Fortunately for all of us, the remaining kinks of disagreement over how best to go about protecting the Front have been ironed out - thanks to the ongoing collaboration of local private landowners, public land managers, conservationists and many others for many years. Draft legislation backed by a group called the Coalition to Protect the Rocky Mountain Front, has been readied and offered to the people of Montana for review in a series of statewide public meetings.

It now awaits only a champion in Congress. And the sooner one steps forward, the better.

Once the Heritage Act is approved, all current uses and protections on the Front will be locked into place. About 86,000 acres of wilderness will be added to the Bob Marshall, Great Bear and Scapegoat wilderness areas, and protections will be added to more than 300,000 acres of roadless areas. The proposal also provides $200,000 a year to establish and oversee a specially designated weed-management area.

See? The hard part has already been resolved. The coalition has brought a diverse group of stakeholders to the table to adjust a weed-management boundary here and tweak an acre of wilderness there - and then brought them back to the table again and again, until all parties were satisfied.

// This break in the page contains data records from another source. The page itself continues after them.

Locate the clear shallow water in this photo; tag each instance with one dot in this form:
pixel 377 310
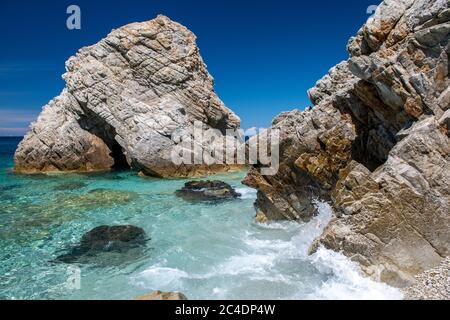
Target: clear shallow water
pixel 205 251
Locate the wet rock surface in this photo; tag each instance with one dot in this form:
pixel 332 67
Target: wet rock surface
pixel 207 191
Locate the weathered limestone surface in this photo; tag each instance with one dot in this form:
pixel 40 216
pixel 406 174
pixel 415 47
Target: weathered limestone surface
pixel 433 284
pixel 376 145
pixel 125 100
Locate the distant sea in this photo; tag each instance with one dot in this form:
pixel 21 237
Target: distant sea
pixel 206 251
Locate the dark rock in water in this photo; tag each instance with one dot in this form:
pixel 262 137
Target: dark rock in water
pixel 207 191
pixel 9 187
pixel 70 186
pixel 105 239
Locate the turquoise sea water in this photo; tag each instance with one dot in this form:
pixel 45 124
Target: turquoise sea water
pixel 207 251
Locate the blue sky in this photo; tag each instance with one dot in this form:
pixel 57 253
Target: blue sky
pixel 264 55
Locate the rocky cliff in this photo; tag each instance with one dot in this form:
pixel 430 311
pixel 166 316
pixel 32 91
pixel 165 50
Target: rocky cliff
pixel 125 99
pixel 376 146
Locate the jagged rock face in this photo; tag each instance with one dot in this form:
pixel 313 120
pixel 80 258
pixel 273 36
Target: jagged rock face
pixel 125 98
pixel 376 145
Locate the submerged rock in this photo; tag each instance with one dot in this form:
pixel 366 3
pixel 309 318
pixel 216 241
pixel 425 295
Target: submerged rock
pixel 115 239
pixel 70 186
pixel 207 191
pixel 130 100
pixel 376 145
pixel 158 295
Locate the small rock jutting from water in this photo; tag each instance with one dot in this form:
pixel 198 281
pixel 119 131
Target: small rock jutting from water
pixel 115 239
pixel 158 295
pixel 207 191
pixel 128 101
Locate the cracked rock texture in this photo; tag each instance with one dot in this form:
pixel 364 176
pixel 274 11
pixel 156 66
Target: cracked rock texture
pixel 125 100
pixel 376 146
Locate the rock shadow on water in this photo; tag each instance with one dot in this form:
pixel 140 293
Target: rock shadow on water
pixel 207 191
pixel 107 246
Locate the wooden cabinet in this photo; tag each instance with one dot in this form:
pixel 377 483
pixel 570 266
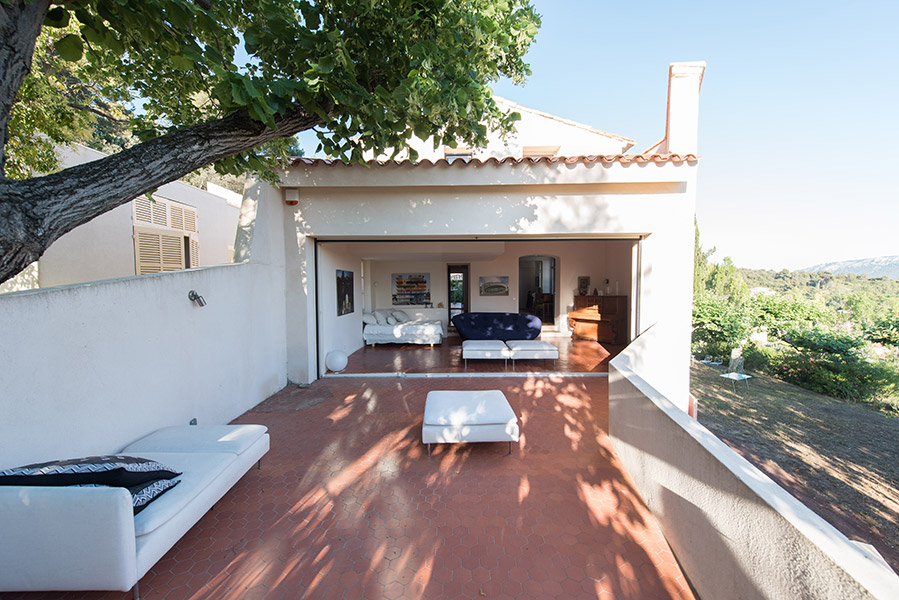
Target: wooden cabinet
pixel 599 318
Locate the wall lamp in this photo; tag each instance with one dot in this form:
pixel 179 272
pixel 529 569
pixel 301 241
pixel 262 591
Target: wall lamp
pixel 193 296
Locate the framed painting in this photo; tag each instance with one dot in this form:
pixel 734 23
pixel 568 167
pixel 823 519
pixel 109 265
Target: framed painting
pixel 495 285
pixel 411 288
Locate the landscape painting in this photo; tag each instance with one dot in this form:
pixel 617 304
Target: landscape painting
pixel 496 285
pixel 411 288
pixel 344 292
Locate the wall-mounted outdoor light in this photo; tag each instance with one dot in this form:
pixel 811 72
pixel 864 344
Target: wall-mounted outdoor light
pixel 193 296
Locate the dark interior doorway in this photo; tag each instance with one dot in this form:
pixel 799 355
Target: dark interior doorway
pixel 537 287
pixel 458 286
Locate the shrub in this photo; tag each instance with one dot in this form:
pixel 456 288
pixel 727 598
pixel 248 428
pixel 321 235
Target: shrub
pixel 835 365
pixel 718 325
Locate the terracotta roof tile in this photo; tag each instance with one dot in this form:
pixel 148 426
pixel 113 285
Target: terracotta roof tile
pixel 605 159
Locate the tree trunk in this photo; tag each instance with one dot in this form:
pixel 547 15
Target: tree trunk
pixel 36 212
pixel 20 24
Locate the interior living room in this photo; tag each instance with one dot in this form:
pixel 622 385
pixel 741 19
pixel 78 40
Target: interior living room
pixel 432 281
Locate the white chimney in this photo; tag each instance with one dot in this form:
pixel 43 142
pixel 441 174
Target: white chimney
pixel 682 127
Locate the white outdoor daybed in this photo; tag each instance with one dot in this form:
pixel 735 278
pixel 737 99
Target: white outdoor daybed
pixel 88 538
pixel 457 416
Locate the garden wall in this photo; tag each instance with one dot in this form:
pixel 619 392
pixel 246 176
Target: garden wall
pixel 88 368
pixel 735 532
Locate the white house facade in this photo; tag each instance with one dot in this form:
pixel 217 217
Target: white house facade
pixel 180 227
pixel 559 190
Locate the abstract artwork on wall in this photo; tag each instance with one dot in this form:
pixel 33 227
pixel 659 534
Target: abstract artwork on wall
pixel 496 285
pixel 344 292
pixel 411 288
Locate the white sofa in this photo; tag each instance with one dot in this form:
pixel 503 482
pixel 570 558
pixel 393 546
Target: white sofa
pixel 88 538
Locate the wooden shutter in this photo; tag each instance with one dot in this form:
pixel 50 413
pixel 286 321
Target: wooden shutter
pixel 156 251
pixel 194 251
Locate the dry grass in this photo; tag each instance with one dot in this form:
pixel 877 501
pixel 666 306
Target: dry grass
pixel 836 457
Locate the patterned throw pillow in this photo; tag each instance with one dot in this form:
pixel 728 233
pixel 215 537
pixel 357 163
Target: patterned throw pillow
pixel 142 494
pixel 401 316
pixel 117 471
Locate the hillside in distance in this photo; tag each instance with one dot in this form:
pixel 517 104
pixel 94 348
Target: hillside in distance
pixel 882 266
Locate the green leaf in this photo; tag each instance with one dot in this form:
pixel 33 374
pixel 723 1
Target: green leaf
pixel 326 64
pixel 70 47
pixel 182 63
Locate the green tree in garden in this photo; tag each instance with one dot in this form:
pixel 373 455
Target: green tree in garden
pixel 780 314
pixel 367 76
pixel 725 280
pixel 863 307
pixel 700 262
pixel 885 330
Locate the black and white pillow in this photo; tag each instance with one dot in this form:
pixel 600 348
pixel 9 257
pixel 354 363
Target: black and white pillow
pixel 143 494
pixel 116 471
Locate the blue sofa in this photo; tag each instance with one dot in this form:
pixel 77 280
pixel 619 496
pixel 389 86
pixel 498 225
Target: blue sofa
pixel 497 326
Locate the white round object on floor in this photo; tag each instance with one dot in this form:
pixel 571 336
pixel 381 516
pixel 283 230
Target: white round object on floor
pixel 336 361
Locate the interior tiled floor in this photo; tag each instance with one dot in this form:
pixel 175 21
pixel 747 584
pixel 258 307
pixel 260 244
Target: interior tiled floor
pixel 348 504
pixel 575 356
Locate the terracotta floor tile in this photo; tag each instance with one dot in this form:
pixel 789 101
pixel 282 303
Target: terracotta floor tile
pixel 349 505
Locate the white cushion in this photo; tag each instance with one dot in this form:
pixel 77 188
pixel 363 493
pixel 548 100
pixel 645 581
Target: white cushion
pixel 468 416
pixel 484 349
pixel 455 434
pixel 401 316
pixel 198 438
pixel 532 349
pixel 199 471
pixel 468 407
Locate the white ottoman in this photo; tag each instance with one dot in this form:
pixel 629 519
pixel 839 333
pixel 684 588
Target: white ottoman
pixel 459 416
pixel 483 349
pixel 536 349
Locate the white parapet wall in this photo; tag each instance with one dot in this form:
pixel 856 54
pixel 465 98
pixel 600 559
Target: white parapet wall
pixel 736 533
pixel 85 369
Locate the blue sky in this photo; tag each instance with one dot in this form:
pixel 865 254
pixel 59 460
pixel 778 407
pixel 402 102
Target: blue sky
pixel 798 113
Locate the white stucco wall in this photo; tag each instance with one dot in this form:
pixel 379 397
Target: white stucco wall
pixel 695 486
pixel 88 368
pixel 526 202
pixel 100 249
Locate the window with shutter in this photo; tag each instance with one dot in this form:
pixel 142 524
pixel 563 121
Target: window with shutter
pixel 171 242
pixel 194 252
pixel 156 251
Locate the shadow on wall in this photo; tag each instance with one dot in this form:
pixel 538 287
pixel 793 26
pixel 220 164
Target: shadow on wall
pixel 26 280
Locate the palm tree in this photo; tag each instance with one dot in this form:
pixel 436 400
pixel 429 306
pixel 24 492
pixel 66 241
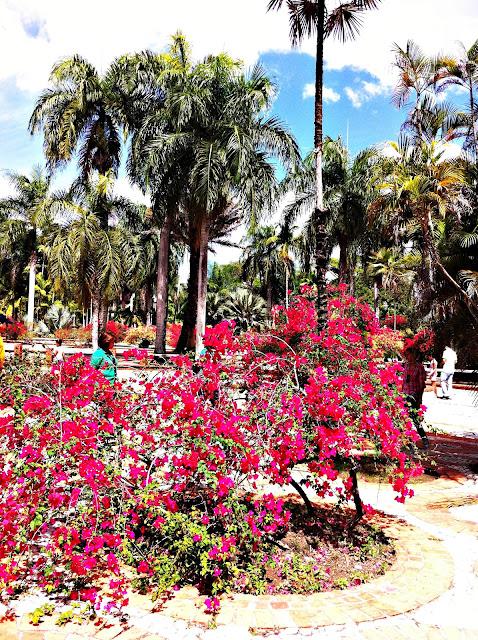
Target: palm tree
pixel 98 260
pixel 246 308
pixel 80 113
pixel 307 18
pixel 222 144
pixel 463 72
pixel 26 216
pixel 157 79
pixel 267 256
pixel 416 188
pixel 392 269
pixel 347 194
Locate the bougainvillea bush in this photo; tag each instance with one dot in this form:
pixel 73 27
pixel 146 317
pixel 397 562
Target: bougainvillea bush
pixel 162 483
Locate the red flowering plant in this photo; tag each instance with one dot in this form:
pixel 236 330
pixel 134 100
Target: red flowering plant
pixel 396 321
pixel 158 482
pixel 13 330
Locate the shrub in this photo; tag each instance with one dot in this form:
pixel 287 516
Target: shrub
pixel 397 321
pixel 152 474
pixel 173 331
pixel 13 330
pixel 135 335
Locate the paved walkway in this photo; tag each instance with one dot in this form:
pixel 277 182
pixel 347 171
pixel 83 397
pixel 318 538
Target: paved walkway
pixel 431 591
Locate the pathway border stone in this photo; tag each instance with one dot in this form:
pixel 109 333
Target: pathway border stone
pixel 422 571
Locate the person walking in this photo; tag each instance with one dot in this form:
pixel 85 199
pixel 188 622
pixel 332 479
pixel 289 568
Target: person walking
pixel 104 359
pixel 414 377
pixel 449 362
pixel 58 351
pixel 433 374
pixel 2 353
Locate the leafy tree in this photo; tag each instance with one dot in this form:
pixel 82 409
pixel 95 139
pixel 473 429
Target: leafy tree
pixel 347 194
pixel 80 112
pixel 247 309
pixel 418 187
pixel 25 216
pixel 463 72
pixel 314 18
pixel 98 260
pixel 267 257
pixel 223 143
pixel 393 270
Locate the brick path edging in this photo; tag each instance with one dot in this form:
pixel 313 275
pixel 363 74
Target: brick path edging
pixel 422 571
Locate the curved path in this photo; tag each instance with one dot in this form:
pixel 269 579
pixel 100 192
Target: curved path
pixel 431 592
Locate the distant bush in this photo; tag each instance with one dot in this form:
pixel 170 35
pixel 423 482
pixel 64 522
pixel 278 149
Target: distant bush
pixel 13 331
pixel 398 321
pixel 136 335
pixel 173 331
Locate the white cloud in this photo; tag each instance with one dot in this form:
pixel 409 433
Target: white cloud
pixel 329 94
pixel 309 91
pixel 364 92
pixel 33 34
pixel 354 97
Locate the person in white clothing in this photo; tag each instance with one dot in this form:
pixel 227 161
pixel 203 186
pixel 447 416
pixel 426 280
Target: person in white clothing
pixel 58 351
pixel 446 378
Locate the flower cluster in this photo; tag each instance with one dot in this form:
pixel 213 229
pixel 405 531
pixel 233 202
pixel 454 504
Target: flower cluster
pixel 164 475
pixel 13 330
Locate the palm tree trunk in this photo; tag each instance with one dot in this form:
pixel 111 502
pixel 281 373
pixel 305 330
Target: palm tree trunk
pixel 95 318
pixel 202 285
pixel 269 295
pixel 343 261
pixel 31 289
pixel 188 334
pixel 319 213
pixel 376 298
pixel 162 285
pixel 286 287
pixel 103 314
pixel 472 116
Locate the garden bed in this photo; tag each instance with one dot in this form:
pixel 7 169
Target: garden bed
pixel 321 555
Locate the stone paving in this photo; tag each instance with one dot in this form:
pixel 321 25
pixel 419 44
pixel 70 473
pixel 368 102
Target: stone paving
pixel 431 591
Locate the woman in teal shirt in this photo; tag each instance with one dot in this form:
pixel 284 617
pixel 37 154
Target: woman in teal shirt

In fact, in many ways the Rocky Mountain Front Heritage Act is a less controversial proposal than some of the other plans offered to Montanans in recent months - among them U.S. Sen. Jon Tester's Forest Jobs and Recreation Act, which is primarily based on the results of the Beaverhead-Deerlodge Partnership, the Blackfoot-Clearwater Stewardship Project and the Yaak Valley's Three Rivers Challenge.

Now, the only real danger facing the proposed Rocky Mountain Front Heritage Act is that, competing for attention with the crowd of more heavily disputed land management efforts, it might get put on the back burner.

There is no reason to wait, and every reason to get this legislation into place now.

Contact our U.S. Sens. Max Baucus and Jon Tester, and U.S. Rep. Denny Rehberg, and tell them so.